Saudi Arabia, with a huge population of tech-savvy young people and vast financial resources, is eager to form partnerships with Silicon Valley venture capitalists to invest in its local talent.
But the VCs have some questions.
Specifically they want to know about the role of women in the desert kingdom, says Abdullah Al-Swaha, the Saudi minister of communication and information technology.
“We’ve been receiving a lot of questions about workplace environment and their ability to recruit and sustain talent,” said Al-Swaha, in an interview today (Sept. 20) in New York at the Bloomberg Global Business Forum. Al-Swaha joined other Saudi ministers at the forum in pitching the Kingdom’s business opportunities to an audience that included Larry Fink, CEO of BlackRock, and real estate developer Steve Ross.
Al-Swaha, who attended the University of Washington and ran Cisco’s operations in Saudi Arabia, said he’s been in talks with Sequoia Capital about a opening an office in Riyadh (Update: A spokesperson from Sequoia Capital later contacted Quartz to deny that the company is in talks with Al-Swaha to open a Riyadh office). Americans have a dated view about how women are treated in his country, he said, noting that the chair of the Saudi stock exchange, Sarah al-Suhaimi, is female.

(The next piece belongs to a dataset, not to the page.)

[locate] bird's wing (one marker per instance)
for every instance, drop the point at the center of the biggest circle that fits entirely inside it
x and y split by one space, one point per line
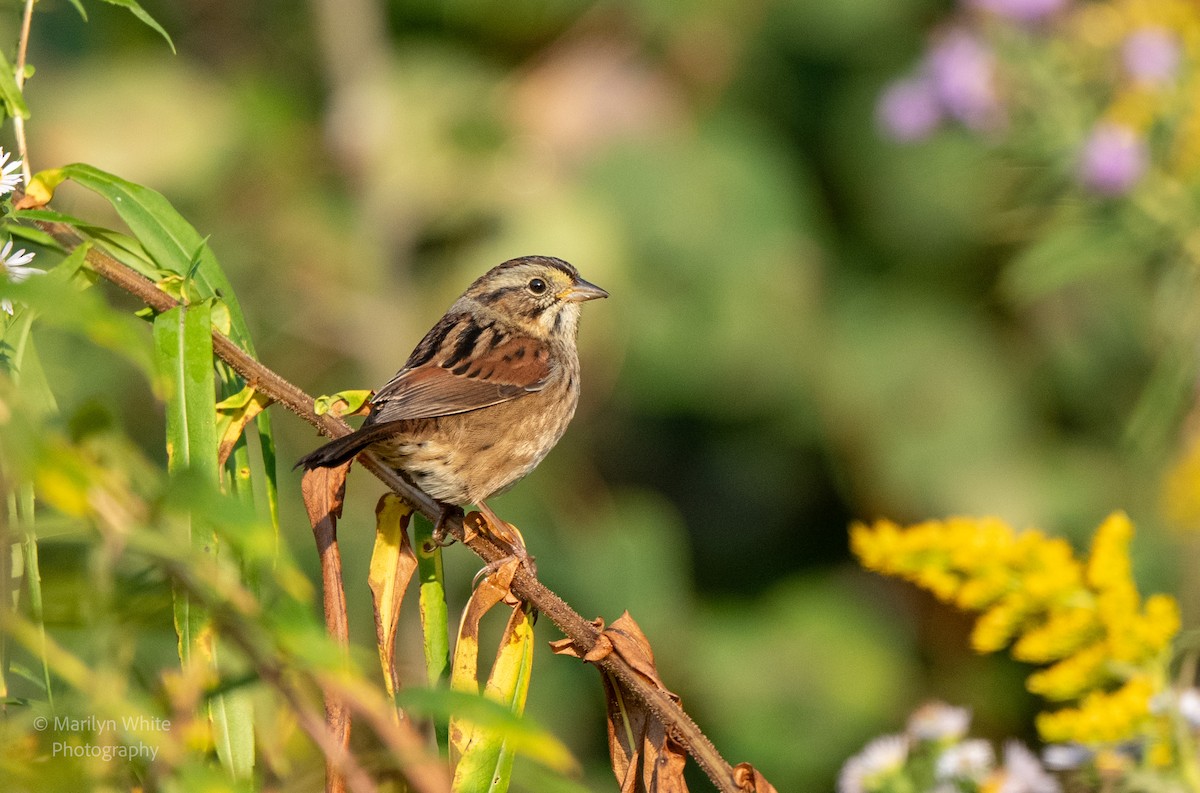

“Those are a lot of the questions we’ve been receiving and a couple of visits to the kingdom would definitely change that perception,” he said.
Conditions may be improving for some women in Saudi Arabia, but the country still ranks near the bottom of all countries—141 out of 144—ranked by the World Economic Forum for women’s equality (the US is 45th). Saudi women still require a male guardian, who has the authority to make a range of legal and financial decisions on a woman’s behalf, according to Human Rights Watch.
Saudi Arabia’s repressive culture will be a barrier in its efforts to modernize and diversify its economy, suggested Lloyd Blankfein, CEO of Goldman Sachs, who was joined in a panel discussion with Yasir bin Othman Al-Rumayyan, chief executive of Saudi Arabia’s public investment fund. “No one has done this without attracting a lot of ex-pats,” Blankfein said. “You have to make it attractive.”
For decades, the US and Saudi Arabia were bound together by mutual dependency, Blankfein said, with the US needing Saudi oil and the Saudis needing US customers. Now that North America is essentially energy independent, Saudi Arabia can’t assume a future based solely on economic necessity, he said. In other words, the quality of life and human rights may play an increasing role in how US companies view Saudi Arabia.
Al-Swaha says he hopes improving conditions, and the untapped potential of the kingdom, will help entice the firms he’s looking for. “We are very hungry and we are very welcoming,” he said.